As painful as it is to remember what happened at Sandy Hook Elementary School in Newtown five years ago today, it makes sense to take a look at what has changed since then to make it less likely that such a tragedy will be repeated.
What we remember – beyond all the grief and pain inflicted when a single gunman murdered 20 first-graders and six staff members – is the heroism of the staff. They did whatever they could to protect the children, led by Principal Dawn Hochsprung, who was the first to confront the gunman and the first to die.
But heroism wasn’t enough, and since that day school systems here and around the country have been forced to take a hard look at their security measures.
More schools keep their doors locked, with buzzer systems to open the door only to approved visitors. But Sandy Hook had such a system, and it didn’t keep the killer out. Still, when a gunman recently attacked a school in rural California, the locked doors seem to have deterred him.
Many school systems have installed bulletproof glass and cameras, or have hired guards or sentries, and this may have dissuaded some attacks; it’s impossible to know. But there are no standardized criteria for the hiring and training of such guards. In some communities, like New Canaan, these people tend to be former police officers or firefighters, or other responsible adults. However, they are not armed, and having armed people on site, other than sworn police officers, raises its own serious issues.
Another consideration involves mental health. Sandy Hook Promise – a nonprofit formed by Sandy Hook families after the massacre, to help protect children from gun violence – cautions schools and parents to “know the signs” that might indicate that a young person is prone to engage in gun violence. (Learn more at www.sandyhookpromise.org.) Whether state and federal funding in the years ahead will be adequate to address such troubled individuals remains to be seen.
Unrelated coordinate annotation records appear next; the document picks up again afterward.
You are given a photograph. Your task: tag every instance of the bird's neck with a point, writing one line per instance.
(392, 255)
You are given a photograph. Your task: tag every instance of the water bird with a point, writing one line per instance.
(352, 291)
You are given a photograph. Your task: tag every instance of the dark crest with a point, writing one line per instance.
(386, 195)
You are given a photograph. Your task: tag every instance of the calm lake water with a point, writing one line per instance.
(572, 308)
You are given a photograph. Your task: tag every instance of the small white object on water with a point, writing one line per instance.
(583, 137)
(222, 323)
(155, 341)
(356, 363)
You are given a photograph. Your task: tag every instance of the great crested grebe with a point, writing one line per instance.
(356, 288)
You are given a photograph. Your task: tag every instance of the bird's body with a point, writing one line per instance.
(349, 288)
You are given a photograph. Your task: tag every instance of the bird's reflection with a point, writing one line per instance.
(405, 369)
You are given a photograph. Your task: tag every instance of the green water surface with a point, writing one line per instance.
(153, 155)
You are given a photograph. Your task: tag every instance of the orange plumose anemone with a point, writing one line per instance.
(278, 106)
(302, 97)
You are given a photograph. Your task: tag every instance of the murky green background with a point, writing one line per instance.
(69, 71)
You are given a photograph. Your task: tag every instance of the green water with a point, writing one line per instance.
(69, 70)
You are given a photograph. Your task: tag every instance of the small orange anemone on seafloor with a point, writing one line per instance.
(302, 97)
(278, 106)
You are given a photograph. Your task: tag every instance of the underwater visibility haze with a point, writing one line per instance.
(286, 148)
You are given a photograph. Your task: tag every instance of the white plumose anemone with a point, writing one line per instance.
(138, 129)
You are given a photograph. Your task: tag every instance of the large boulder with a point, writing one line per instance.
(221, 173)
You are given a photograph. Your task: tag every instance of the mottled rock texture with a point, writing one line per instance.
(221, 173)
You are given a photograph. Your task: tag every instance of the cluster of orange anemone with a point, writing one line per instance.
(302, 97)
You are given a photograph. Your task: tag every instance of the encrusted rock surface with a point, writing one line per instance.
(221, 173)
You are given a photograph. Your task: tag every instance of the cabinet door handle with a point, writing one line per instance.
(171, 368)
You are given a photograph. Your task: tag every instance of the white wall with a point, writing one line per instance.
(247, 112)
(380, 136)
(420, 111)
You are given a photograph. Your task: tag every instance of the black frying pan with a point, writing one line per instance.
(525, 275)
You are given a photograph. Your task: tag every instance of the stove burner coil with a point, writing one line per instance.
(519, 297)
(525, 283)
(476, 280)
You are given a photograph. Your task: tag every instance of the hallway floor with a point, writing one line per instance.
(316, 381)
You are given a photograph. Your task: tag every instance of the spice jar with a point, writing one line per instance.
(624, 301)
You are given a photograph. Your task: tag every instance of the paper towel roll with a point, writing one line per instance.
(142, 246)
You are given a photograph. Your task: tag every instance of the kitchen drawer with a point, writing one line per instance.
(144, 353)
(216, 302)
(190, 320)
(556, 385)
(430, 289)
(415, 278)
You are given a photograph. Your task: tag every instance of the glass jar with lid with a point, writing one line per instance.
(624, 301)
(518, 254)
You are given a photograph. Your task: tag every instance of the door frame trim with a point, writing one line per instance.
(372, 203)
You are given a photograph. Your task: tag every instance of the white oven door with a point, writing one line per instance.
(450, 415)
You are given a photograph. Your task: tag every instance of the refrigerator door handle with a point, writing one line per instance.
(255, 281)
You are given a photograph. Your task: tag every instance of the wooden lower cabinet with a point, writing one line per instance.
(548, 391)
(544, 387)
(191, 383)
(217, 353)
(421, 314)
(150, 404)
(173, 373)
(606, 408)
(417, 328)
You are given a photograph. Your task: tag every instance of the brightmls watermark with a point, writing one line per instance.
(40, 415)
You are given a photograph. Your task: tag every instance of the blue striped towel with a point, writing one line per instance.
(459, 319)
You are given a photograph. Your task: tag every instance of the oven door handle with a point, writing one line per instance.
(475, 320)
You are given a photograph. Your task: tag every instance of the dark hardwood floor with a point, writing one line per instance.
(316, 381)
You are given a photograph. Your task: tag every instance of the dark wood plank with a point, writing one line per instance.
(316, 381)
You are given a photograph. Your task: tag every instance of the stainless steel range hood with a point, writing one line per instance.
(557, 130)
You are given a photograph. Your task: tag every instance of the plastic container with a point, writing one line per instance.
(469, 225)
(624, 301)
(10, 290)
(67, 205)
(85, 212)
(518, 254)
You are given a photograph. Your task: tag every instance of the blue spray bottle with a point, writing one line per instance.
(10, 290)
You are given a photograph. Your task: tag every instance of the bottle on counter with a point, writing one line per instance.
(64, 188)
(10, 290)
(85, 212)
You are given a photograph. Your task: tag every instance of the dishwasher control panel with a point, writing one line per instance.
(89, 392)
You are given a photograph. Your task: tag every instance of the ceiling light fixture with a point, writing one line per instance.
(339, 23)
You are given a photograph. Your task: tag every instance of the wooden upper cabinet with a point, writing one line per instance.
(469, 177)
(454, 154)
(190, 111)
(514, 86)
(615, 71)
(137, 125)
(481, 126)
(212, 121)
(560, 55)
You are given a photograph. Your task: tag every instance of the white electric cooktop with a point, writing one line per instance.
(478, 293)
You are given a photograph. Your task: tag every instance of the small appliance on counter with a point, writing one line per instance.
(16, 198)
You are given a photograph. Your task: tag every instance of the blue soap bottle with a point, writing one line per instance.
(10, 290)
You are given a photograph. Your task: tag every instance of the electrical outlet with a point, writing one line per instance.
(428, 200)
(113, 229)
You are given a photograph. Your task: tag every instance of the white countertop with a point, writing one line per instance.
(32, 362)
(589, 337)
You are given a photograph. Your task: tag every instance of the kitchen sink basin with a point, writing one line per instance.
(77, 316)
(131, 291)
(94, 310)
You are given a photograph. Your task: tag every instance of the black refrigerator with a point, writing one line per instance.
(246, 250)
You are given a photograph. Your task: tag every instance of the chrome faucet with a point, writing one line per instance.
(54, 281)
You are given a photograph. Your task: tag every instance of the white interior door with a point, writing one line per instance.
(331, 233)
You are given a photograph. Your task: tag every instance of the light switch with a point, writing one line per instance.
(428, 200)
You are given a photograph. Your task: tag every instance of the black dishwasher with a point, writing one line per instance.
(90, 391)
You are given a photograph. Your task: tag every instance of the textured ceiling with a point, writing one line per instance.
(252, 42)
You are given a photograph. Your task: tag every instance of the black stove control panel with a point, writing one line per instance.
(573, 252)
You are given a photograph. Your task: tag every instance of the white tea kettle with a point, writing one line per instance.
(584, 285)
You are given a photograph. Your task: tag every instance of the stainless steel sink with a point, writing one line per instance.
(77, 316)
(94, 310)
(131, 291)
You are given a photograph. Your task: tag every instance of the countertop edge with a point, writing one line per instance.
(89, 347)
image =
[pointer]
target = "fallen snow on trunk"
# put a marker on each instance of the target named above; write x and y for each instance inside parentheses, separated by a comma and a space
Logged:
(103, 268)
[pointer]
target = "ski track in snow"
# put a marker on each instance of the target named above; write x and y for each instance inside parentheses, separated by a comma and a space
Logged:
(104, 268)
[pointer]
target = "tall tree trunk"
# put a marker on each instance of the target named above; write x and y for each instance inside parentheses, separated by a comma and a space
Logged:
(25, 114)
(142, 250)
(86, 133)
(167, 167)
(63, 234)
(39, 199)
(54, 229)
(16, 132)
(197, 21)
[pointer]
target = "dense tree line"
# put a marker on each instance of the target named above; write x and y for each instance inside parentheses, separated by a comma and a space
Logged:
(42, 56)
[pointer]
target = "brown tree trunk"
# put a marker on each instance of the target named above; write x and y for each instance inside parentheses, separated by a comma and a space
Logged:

After Sandy Hook, this state beefed up its gun laws, although little was done elsewhere. The country is a patchwork of different laws, procedures and standards for school security, which is also true from town to town in Connecticut.
There are more than 200 school districts or authorities in this state. In the New England tradition of local control, they have a great deal of autonomy in many regards, including school security.
Connecticut has set no statewide standards and procedures for school security, but schools are required to report their security plans and lockdown drills to the state. The Hartford Courant recently reported that many schools have not complied with that mandate, which is troubling. We will have to rely on the various boards of education and school superintendents to remain alert to security needs – and on the general public to stay vigilant.
Total school security is impossible to achieve without turning our schools into virtual prisons, and that’s something that few would support. But at very least, the schools must comply with the state’s reporting requirements.